Quick Facts for Filing for Divorce in Cobb County:
- Divorces in Cobb County must be filed in the Superior Court.
- In Cobb County, different paperwork needs to be filed depending on whether or not you have minor children. Their website offers the forms that are needed to file, including for those with minor children, and those without minor children
- The divorce packet of paperwork needs to be completed and submitted, along with the filing fee. The most recent filing fee for a divorce in Cobb County is $216.
- Divorces are either contested (you have disagreements) or uncontested (you have signed a Settled Agreement).
- You are able to legally remarry after the court has issued a Final Judgment and Decree of Divorce.
- When filing for a divorce in Cobb County, you have two options. You can complete and file the paperwork yourself, or you can hire an attorney who will complete the paperwork and file it on your behalf, and provide you with representation.
When filing the paperwork for divorce in Cobb County, you must fill out every section accurately. The forms you will need to start the divorce include:
- Complaint for Divorce
- Domestic Relations Financial Affidavit
- Domestic Relations Case Filing Information Form
- Sheriff’s Entry of Service or acknowledgement of service
- Standing Order
There are additional forms that may be necessary, depending on your personal situation. These include:
- Notice of Lis Pendens
- Rule Nisi
- Affidavit of Poverty and Order of Poverty
- Child Support Worksheet
Cobb County Divorce with Minor Children
Those divorcing in Cobb County that have minor children are required by law to attend a 4-hour Divorcing Parents Seminar. The purpose of this seminar is to provide parents with information regarding how divorce may impact their children, child development stages, identifying when the child may need some professional help, and realistic expectations. The class schedule offers the class in the morning and afternoon each week.

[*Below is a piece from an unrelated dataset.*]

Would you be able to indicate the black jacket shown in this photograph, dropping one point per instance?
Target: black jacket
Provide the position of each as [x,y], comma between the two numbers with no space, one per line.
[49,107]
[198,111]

When there are minor children involved, the court will make the final decision as to where the child will reside, visitation, child support, etc. A parenting plan will need to be submitted with your Final Judgment. Assets that are acquired during the duration of the marriage are typically split, with the court making the decision and issuing the final decree.
Cobb County also offers a Family Law Workshop each month that can assist with cases regarding divorce, contempt, modification, and paternity/legitimization. Additionally, Cobb County offers a mediation program that is available to help those with disputes try to find common ground. The program is available to those with civil and domestic disputes.
The Judicial Court of Georgia offers a child support commission website. This site offers an online child support calculator, which may be helpful for those who are divorcing and have minor children.
Should you hire an attorney?
Whether or not you hire an attorney to assist with filing for your divorce is a personal choice. However, it is important to note that completing the necessary forms to file may be complicated for some people. There are also some who may be ideal candidates to have an attorney file on their behalf and represent them. These cases include those with minor children, assets that were gained during the course of the marriage, if there are disputes, or if there are other uncommon circumstances that need to be addressed or resolved.
If you have specific legal questions regarding your divorce in Cobb County you should consult with an attorney who can review the facts of your case in detail and then present you with your best options. If you cannot afford an attorney and feel you need legal assistance, you may find one that takes payment plans, credit cards, or you may find a pro bono (free of charge) attorney by contacting Georgia Legal Aid.